Vinte e dois anos depois de sua estreia, a franquia Matrix retorna aos cinemas e, curiosamente, o tempo foi aliado e adversário desta produção.
Quando estreou em 1999, o longa das Irmãs Wachowski revolucionou o cinema, sendo pioneiro em diversos aspectos técnicos, fazendo com que, até hoje, o filme conte com efeitos especiais convincentes, apesar dos avanços que tivemos nesse período. Nas produções seguintes, Matrix Reloaled e Matrix Revolutions, ambas lançadas em 2003, viu-se toda essa inventividade sendo explorada ao máximo, o que, pra mim, é o ponto em que a franquia se mostra mais fraca. Com o talento que as irmãs têm para criar imageticamente universos fantásticos e cenas de ação magistralmente dirigidas, o ponto alto da trilogia inicial é a construção desse universo e a maneira como ele é apresentado, além da criação dos personagens e das descobertas dos seus conflitos.

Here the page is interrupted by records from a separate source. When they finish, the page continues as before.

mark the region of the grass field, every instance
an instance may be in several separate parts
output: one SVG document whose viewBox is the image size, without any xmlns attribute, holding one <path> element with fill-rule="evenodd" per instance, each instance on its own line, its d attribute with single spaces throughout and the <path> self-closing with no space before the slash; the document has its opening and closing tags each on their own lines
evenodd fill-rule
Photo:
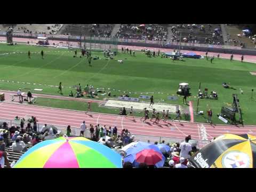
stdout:
<svg viewBox="0 0 256 192">
<path fill-rule="evenodd" d="M 42 50 L 45 51 L 45 59 L 42 59 L 39 53 Z M 27 57 L 28 50 L 33 53 L 30 59 Z M 167 97 L 176 95 L 179 84 L 186 82 L 189 84 L 192 93 L 187 100 L 193 101 L 195 111 L 197 100 L 194 97 L 197 93 L 199 82 L 201 82 L 202 90 L 207 87 L 209 92 L 216 91 L 219 96 L 218 100 L 201 99 L 199 105 L 199 110 L 205 111 L 207 105 L 212 109 L 214 123 L 222 123 L 218 119 L 217 114 L 220 112 L 221 106 L 231 105 L 232 94 L 238 93 L 244 124 L 256 124 L 256 100 L 251 99 L 256 76 L 249 73 L 256 71 L 255 63 L 230 62 L 221 59 L 215 59 L 212 64 L 205 59 L 185 59 L 185 61 L 173 62 L 161 57 L 147 58 L 143 53 L 137 52 L 135 57 L 119 53 L 115 60 L 123 60 L 124 63 L 121 64 L 115 60 L 104 59 L 102 53 L 93 52 L 93 56 L 98 55 L 102 59 L 92 60 L 92 67 L 89 67 L 86 59 L 74 58 L 74 52 L 68 51 L 71 50 L 0 44 L 0 53 L 15 52 L 0 55 L 0 79 L 5 80 L 0 81 L 0 89 L 16 91 L 19 87 L 42 89 L 42 92 L 33 92 L 59 95 L 58 87 L 52 86 L 58 85 L 61 82 L 64 86 L 63 95 L 67 96 L 71 90 L 69 86 L 81 83 L 83 87 L 88 84 L 95 88 L 104 87 L 105 90 L 107 89 L 107 89 L 109 88 L 112 94 L 117 96 L 123 94 L 124 91 L 131 92 L 129 95 L 131 97 L 138 97 L 140 93 L 154 92 L 148 95 L 154 95 L 155 101 L 163 99 L 165 102 L 185 106 L 181 104 L 182 97 L 177 101 L 169 101 Z M 78 55 L 80 55 L 79 52 Z M 22 82 L 30 84 L 20 83 Z M 222 88 L 222 82 L 230 84 L 236 90 Z M 240 89 L 243 91 L 243 94 L 239 94 Z M 103 98 L 99 95 L 96 99 Z M 86 110 L 85 106 L 82 107 L 80 102 L 67 103 L 58 100 L 40 98 L 37 105 Z M 92 108 L 93 111 L 97 112 L 118 113 L 112 109 L 98 107 L 97 104 L 93 104 Z M 203 116 L 195 118 L 197 122 L 206 122 Z"/>
</svg>

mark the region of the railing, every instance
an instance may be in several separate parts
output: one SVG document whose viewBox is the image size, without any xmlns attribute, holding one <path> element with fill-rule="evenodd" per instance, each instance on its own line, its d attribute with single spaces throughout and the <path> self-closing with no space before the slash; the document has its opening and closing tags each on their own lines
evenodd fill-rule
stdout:
<svg viewBox="0 0 256 192">
<path fill-rule="evenodd" d="M 12 125 L 14 125 L 15 126 L 20 126 L 20 121 L 16 121 L 16 120 L 11 120 L 11 119 L 0 119 L 0 122 L 5 122 L 9 125 L 9 127 L 10 127 Z M 24 125 L 24 127 L 26 127 L 27 124 L 28 124 L 27 121 L 25 122 L 25 124 Z M 33 124 L 31 124 L 31 126 L 33 127 Z M 37 123 L 37 131 L 40 132 L 42 130 L 42 127 L 44 125 L 44 124 L 42 123 Z M 49 125 L 47 124 L 47 126 L 53 125 L 57 127 L 58 130 L 61 131 L 63 134 L 66 133 L 66 130 L 67 127 L 64 126 L 61 126 L 58 125 Z M 79 136 L 80 135 L 80 129 L 79 127 L 71 127 L 71 134 L 73 136 Z M 118 131 L 118 133 L 120 132 Z M 158 143 L 162 142 L 162 141 L 164 140 L 165 143 L 173 143 L 175 142 L 181 142 L 184 141 L 184 139 L 182 138 L 173 138 L 173 137 L 158 137 L 158 136 L 153 136 L 153 135 L 141 135 L 141 134 L 132 134 L 131 133 L 132 135 L 135 136 L 135 138 L 136 140 L 143 141 L 143 142 L 148 142 L 149 140 L 150 143 L 154 143 L 155 142 L 157 141 Z M 90 138 L 91 137 L 91 133 L 90 132 L 89 129 L 86 129 L 85 131 L 84 132 L 84 137 L 86 138 Z M 197 148 L 201 148 L 207 144 L 210 143 L 210 141 L 209 140 L 192 140 L 191 141 L 193 142 L 197 143 Z"/>
</svg>

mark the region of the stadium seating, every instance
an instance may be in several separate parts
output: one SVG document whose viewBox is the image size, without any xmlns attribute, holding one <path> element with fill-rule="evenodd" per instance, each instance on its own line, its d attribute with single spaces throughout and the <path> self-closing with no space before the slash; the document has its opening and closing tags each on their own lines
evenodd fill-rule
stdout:
<svg viewBox="0 0 256 192">
<path fill-rule="evenodd" d="M 255 49 L 256 45 L 253 41 L 248 37 L 243 36 L 242 30 L 244 29 L 242 27 L 232 24 L 222 24 L 222 26 L 227 33 L 227 40 L 225 42 L 227 45 L 241 46 L 241 43 L 243 43 L 244 44 L 243 48 Z M 238 34 L 240 36 L 238 36 Z"/>
</svg>

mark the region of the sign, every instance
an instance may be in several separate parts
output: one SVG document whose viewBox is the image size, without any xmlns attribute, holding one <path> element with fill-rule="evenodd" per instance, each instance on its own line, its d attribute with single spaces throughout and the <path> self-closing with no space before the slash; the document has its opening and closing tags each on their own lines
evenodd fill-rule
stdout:
<svg viewBox="0 0 256 192">
<path fill-rule="evenodd" d="M 118 100 L 124 101 L 139 102 L 139 98 L 130 98 L 127 97 L 118 97 Z"/>
<path fill-rule="evenodd" d="M 178 97 L 177 96 L 168 96 L 167 97 L 167 99 L 175 101 L 178 100 Z"/>
<path fill-rule="evenodd" d="M 150 97 L 149 95 L 140 95 L 139 98 L 140 99 L 150 99 Z"/>
<path fill-rule="evenodd" d="M 221 117 L 220 115 L 219 116 L 219 119 L 220 119 L 220 120 L 221 120 L 222 121 L 223 121 L 225 123 L 228 123 L 228 120 L 227 120 L 226 119 L 225 119 L 224 118 Z"/>
</svg>

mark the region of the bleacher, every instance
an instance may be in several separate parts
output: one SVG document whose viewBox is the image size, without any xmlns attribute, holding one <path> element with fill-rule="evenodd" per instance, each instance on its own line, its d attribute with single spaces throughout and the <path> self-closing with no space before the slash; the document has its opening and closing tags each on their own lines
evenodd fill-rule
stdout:
<svg viewBox="0 0 256 192">
<path fill-rule="evenodd" d="M 42 135 L 40 134 L 38 135 L 39 139 L 42 138 Z M 5 152 L 7 153 L 7 157 L 8 158 L 8 160 L 10 164 L 11 164 L 13 161 L 15 161 L 17 162 L 20 158 L 20 157 L 25 153 L 25 152 L 14 152 L 11 148 L 11 144 L 14 142 L 12 141 L 11 139 L 11 137 L 9 136 L 9 140 L 10 143 L 10 146 L 9 147 L 5 147 Z M 33 147 L 32 145 L 31 144 L 26 144 L 27 148 L 28 149 L 30 148 Z M 5 165 L 5 167 L 6 167 L 6 165 Z"/>
<path fill-rule="evenodd" d="M 62 26 L 62 24 L 17 24 L 13 28 L 14 33 L 55 35 Z"/>
<path fill-rule="evenodd" d="M 227 34 L 227 41 L 225 42 L 227 45 L 241 46 L 241 43 L 243 43 L 244 44 L 243 48 L 255 50 L 256 45 L 253 41 L 248 37 L 243 36 L 242 30 L 245 29 L 242 27 L 233 24 L 223 24 L 223 26 Z M 237 36 L 238 34 L 240 36 Z M 230 39 L 235 41 L 228 41 Z"/>
<path fill-rule="evenodd" d="M 110 37 L 115 24 L 64 24 L 58 34 Z"/>
<path fill-rule="evenodd" d="M 121 24 L 116 36 L 120 38 L 165 41 L 167 39 L 167 24 L 145 24 L 145 28 L 142 28 L 140 27 L 140 24 Z M 143 29 L 149 27 L 151 27 L 153 30 Z M 161 28 L 166 34 L 161 34 Z"/>
<path fill-rule="evenodd" d="M 188 26 L 189 25 L 189 27 Z M 193 24 L 169 24 L 168 26 L 168 41 L 177 41 L 177 39 L 173 38 L 173 36 L 175 35 L 172 31 L 171 28 L 172 26 L 175 27 L 175 29 L 178 31 L 177 35 L 179 40 L 180 35 L 181 42 L 184 42 L 183 38 L 187 38 L 188 40 L 189 35 L 193 38 L 196 38 L 197 42 L 199 41 L 201 44 L 219 44 L 223 45 L 224 41 L 222 34 L 219 36 L 216 36 L 216 37 L 213 37 L 213 34 L 214 33 L 214 29 L 216 28 L 221 29 L 220 24 L 196 24 L 196 27 L 192 27 Z M 203 26 L 204 30 L 200 29 L 200 27 Z M 206 38 L 207 39 L 206 41 Z"/>
</svg>

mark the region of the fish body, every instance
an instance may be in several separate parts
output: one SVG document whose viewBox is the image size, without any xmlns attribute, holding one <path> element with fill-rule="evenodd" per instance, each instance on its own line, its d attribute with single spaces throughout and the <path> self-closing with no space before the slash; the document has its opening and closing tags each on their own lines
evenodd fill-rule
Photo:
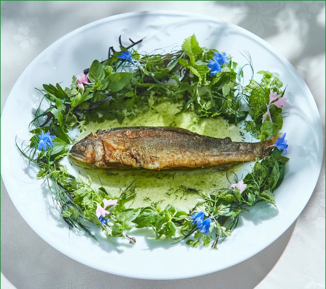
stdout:
<svg viewBox="0 0 326 289">
<path fill-rule="evenodd" d="M 133 127 L 98 130 L 75 144 L 71 157 L 96 168 L 159 170 L 229 166 L 270 154 L 279 136 L 259 142 L 233 142 L 183 128 Z"/>
</svg>

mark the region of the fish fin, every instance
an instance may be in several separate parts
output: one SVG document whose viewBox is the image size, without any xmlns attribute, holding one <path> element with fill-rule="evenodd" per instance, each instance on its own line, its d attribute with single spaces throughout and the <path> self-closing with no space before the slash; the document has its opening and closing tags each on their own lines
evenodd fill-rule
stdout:
<svg viewBox="0 0 326 289">
<path fill-rule="evenodd" d="M 270 139 L 269 139 L 268 140 L 266 140 L 266 141 L 264 142 L 264 144 L 265 145 L 265 149 L 266 150 L 269 147 L 274 145 L 275 144 L 275 142 L 276 141 L 276 140 L 279 137 L 280 137 L 283 135 L 283 133 L 281 133 L 280 134 L 279 134 L 277 136 L 273 136 Z"/>
<path fill-rule="evenodd" d="M 174 127 L 173 126 L 158 126 L 157 128 L 161 128 L 166 130 L 171 130 L 173 131 L 177 132 L 180 133 L 185 133 L 192 135 L 194 134 L 197 134 L 195 133 L 190 131 L 185 128 L 182 128 L 181 127 Z"/>
</svg>

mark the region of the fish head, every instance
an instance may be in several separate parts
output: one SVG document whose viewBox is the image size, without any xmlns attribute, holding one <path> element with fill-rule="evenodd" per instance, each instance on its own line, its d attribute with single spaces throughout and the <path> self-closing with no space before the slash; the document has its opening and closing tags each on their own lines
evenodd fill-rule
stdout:
<svg viewBox="0 0 326 289">
<path fill-rule="evenodd" d="M 96 135 L 91 134 L 73 146 L 69 152 L 73 158 L 92 164 L 103 158 L 104 148 Z"/>
</svg>

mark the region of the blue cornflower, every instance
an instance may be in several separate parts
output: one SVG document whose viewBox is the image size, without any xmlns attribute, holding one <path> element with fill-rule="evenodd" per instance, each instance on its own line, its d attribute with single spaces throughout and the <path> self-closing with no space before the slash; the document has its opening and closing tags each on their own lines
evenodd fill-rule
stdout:
<svg viewBox="0 0 326 289">
<path fill-rule="evenodd" d="M 285 139 L 286 135 L 286 133 L 285 133 L 280 137 L 279 137 L 274 142 L 275 144 L 274 145 L 280 150 L 285 151 L 286 154 L 288 153 L 286 149 L 289 146 L 289 145 L 288 144 L 288 141 Z"/>
<path fill-rule="evenodd" d="M 192 221 L 192 224 L 194 225 L 195 223 L 197 224 L 197 226 L 198 228 L 200 228 L 201 225 L 201 223 L 203 222 L 203 220 L 204 219 L 204 216 L 205 214 L 202 211 L 199 212 L 198 213 L 195 213 L 193 215 L 192 215 L 190 217 L 190 219 L 193 219 L 194 220 Z"/>
<path fill-rule="evenodd" d="M 38 137 L 40 138 L 38 141 L 38 146 L 37 147 L 37 149 L 39 151 L 40 151 L 43 149 L 46 152 L 47 146 L 49 147 L 53 146 L 52 140 L 55 137 L 55 136 L 50 136 L 50 132 L 45 134 L 43 131 L 42 131 L 41 132 L 41 135 L 39 135 Z"/>
<path fill-rule="evenodd" d="M 222 71 L 221 65 L 215 59 L 210 60 L 210 63 L 207 65 L 209 68 L 211 69 L 211 72 L 209 74 L 210 76 L 215 75 L 219 71 Z"/>
<path fill-rule="evenodd" d="M 200 226 L 200 232 L 203 233 L 206 235 L 207 233 L 209 233 L 209 227 L 211 226 L 212 220 L 211 217 L 205 219 L 205 220 L 201 224 Z"/>
<path fill-rule="evenodd" d="M 213 56 L 213 59 L 215 59 L 221 66 L 223 65 L 223 63 L 228 64 L 230 63 L 230 61 L 228 59 L 225 52 L 223 54 L 217 52 L 214 52 L 214 54 L 215 56 Z"/>
<path fill-rule="evenodd" d="M 122 54 L 118 55 L 117 57 L 118 58 L 120 58 L 121 59 L 125 59 L 126 60 L 128 60 L 129 61 L 132 62 L 134 64 L 135 64 L 135 62 L 134 62 L 133 60 L 131 58 L 131 55 L 129 51 L 125 51 L 124 50 L 122 51 Z"/>
<path fill-rule="evenodd" d="M 98 217 L 98 219 L 100 220 L 100 222 L 103 224 L 104 226 L 105 226 L 105 224 L 109 222 L 108 219 L 105 219 L 101 215 Z"/>
</svg>

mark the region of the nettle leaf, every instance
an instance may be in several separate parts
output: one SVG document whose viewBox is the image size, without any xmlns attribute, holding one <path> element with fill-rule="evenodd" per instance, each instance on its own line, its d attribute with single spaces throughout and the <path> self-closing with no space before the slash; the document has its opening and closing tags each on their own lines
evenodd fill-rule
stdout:
<svg viewBox="0 0 326 289">
<path fill-rule="evenodd" d="M 231 89 L 233 88 L 237 84 L 235 82 L 232 81 L 229 81 L 226 83 L 223 87 L 222 87 L 222 93 L 224 96 L 226 96 L 230 93 Z"/>
<path fill-rule="evenodd" d="M 59 126 L 52 126 L 52 129 L 54 133 L 54 135 L 60 139 L 66 142 L 67 143 L 69 143 L 70 141 L 68 138 L 67 134 Z"/>
<path fill-rule="evenodd" d="M 202 53 L 202 49 L 199 46 L 194 34 L 185 40 L 182 47 L 183 50 L 199 57 Z"/>
<path fill-rule="evenodd" d="M 271 136 L 276 134 L 279 127 L 278 125 L 276 123 L 270 121 L 265 121 L 260 127 L 260 132 L 263 135 Z"/>
<path fill-rule="evenodd" d="M 118 91 L 122 89 L 132 78 L 130 72 L 116 72 L 108 75 L 107 79 L 110 81 L 107 87 L 111 91 Z"/>
<path fill-rule="evenodd" d="M 88 78 L 93 82 L 98 83 L 104 78 L 104 70 L 102 64 L 98 60 L 93 61 L 89 69 Z"/>
<path fill-rule="evenodd" d="M 209 68 L 204 64 L 196 65 L 196 69 L 200 76 L 200 82 L 201 85 L 204 85 L 206 82 L 206 75 L 209 72 Z M 198 78 L 200 78 L 199 77 Z"/>
</svg>

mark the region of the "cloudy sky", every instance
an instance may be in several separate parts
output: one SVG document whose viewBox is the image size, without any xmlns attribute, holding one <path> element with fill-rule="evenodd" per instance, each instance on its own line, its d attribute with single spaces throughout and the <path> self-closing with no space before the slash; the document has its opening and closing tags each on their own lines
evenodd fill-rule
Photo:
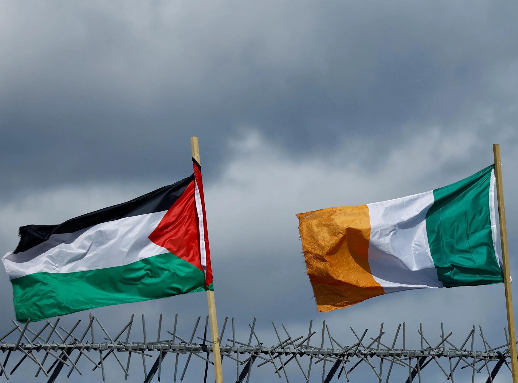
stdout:
<svg viewBox="0 0 518 383">
<path fill-rule="evenodd" d="M 268 339 L 271 321 L 301 335 L 310 320 L 325 320 L 350 344 L 349 326 L 376 332 L 383 322 L 393 334 L 406 321 L 415 335 L 422 322 L 438 343 L 442 321 L 457 343 L 473 324 L 503 343 L 502 285 L 400 292 L 317 313 L 295 214 L 443 186 L 492 163 L 492 144 L 500 143 L 518 275 L 514 0 L 0 0 L 0 7 L 3 253 L 16 247 L 19 226 L 60 223 L 189 175 L 195 135 L 220 325 L 235 317 L 245 334 L 255 316 Z M 0 274 L 4 330 L 15 316 Z M 206 299 L 92 313 L 115 333 L 131 313 L 151 322 L 163 313 L 170 324 L 178 313 L 190 333 L 198 316 L 204 321 Z M 88 313 L 62 321 L 78 319 Z M 110 381 L 124 381 L 118 368 Z M 132 368 L 130 380 L 141 380 L 141 366 Z M 443 377 L 429 368 L 423 381 Z M 257 381 L 276 379 L 257 370 Z"/>
</svg>

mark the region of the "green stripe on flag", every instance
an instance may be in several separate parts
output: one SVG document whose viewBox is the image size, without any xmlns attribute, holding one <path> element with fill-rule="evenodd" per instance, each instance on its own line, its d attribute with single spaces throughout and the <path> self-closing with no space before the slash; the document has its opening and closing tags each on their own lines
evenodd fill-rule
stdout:
<svg viewBox="0 0 518 383">
<path fill-rule="evenodd" d="M 434 190 L 426 233 L 439 280 L 446 287 L 503 281 L 491 227 L 493 168 Z"/>
<path fill-rule="evenodd" d="M 206 290 L 203 271 L 171 253 L 96 270 L 36 273 L 11 282 L 19 321 Z"/>
</svg>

Além da fantasia, o universo é rico em metáforas, reflexões filosóficas e referências bíblicas e mitológicas. Isso, ao meu ver, foi deixado de lado nos dois filmes seguintes, talvez pelo pouco tempo entre as produções, ou por quererem surfar no hype tecnológico que a obra contava. Fato é que todo conflito interno dos personagens e daquele mundo pouco se viu nas produções seguintes.
É aí que o tempo se faz aliado de Matrix Resurrections. O intervalo entre um filme e outro abre possibilidade de refrescar e oxigenar as questões trazidas no primeiro longa.
Neste, vimos Thomas Anderson (nome de Neo na Matrix), como um designer de games bem sucedido. Porém, resignado e confuso com a vida que leva, se pega questionando se aquilo que vive é real ou é algo programado por máquinas. As indagações apresentadas no primeiro filme voltam de uma forma repaginada, modernizada, o que se nota através da paleta de cores, em que o verde séptico tão conhecido dá lugar a um tom azul e aparentemente saudável.
A diretora Lana Wachowski (sua irmã Lilly não quis participar do projeto) acerta ao “requentar” os aspectos filosóficos do filme, como escolher entre a verdade desoladora e uma ilusão confortável, além de questionar o próprio conceito de escolha, que é subvertido genialmente ao final do segundo filme. Mas, percebam que usei a palavra “requentar” para descrever o que acontece. É aí que o tempo se torna um vilão. Passado tanto tempo depois do lançamento de um longa tão icônico, que foi usado de referência, que foi copiado, homenageado, citado tantas vezes pelo cinema ao longo dos anos, Matrix Resurrections falha em apresentar algo novo. A impressão que dá é que estamos vendo algo que já vimos, com uma roupa nova, mais moderna, mais atualizada. A diretora sabe disso e utiliza de metalinguagem e um humor às vezes nonsense para não se levar tão a sério, o que funciona bem e mostra um domínio narrativo incrível.
Matrix Resurrections diverte, cativa, instiga, traz cenas de luta e de ação magistralmente decupadas e coreografadas, mas, ao se tratar de Matrix, peca no quesito inovação. Pode parecer até sacanagem cobrar isso num quarto filme da franquia, porém é a sensação que passa ao público. Talvez esse seja o preço por ter colocado a régua tão acima com o filme de estreia.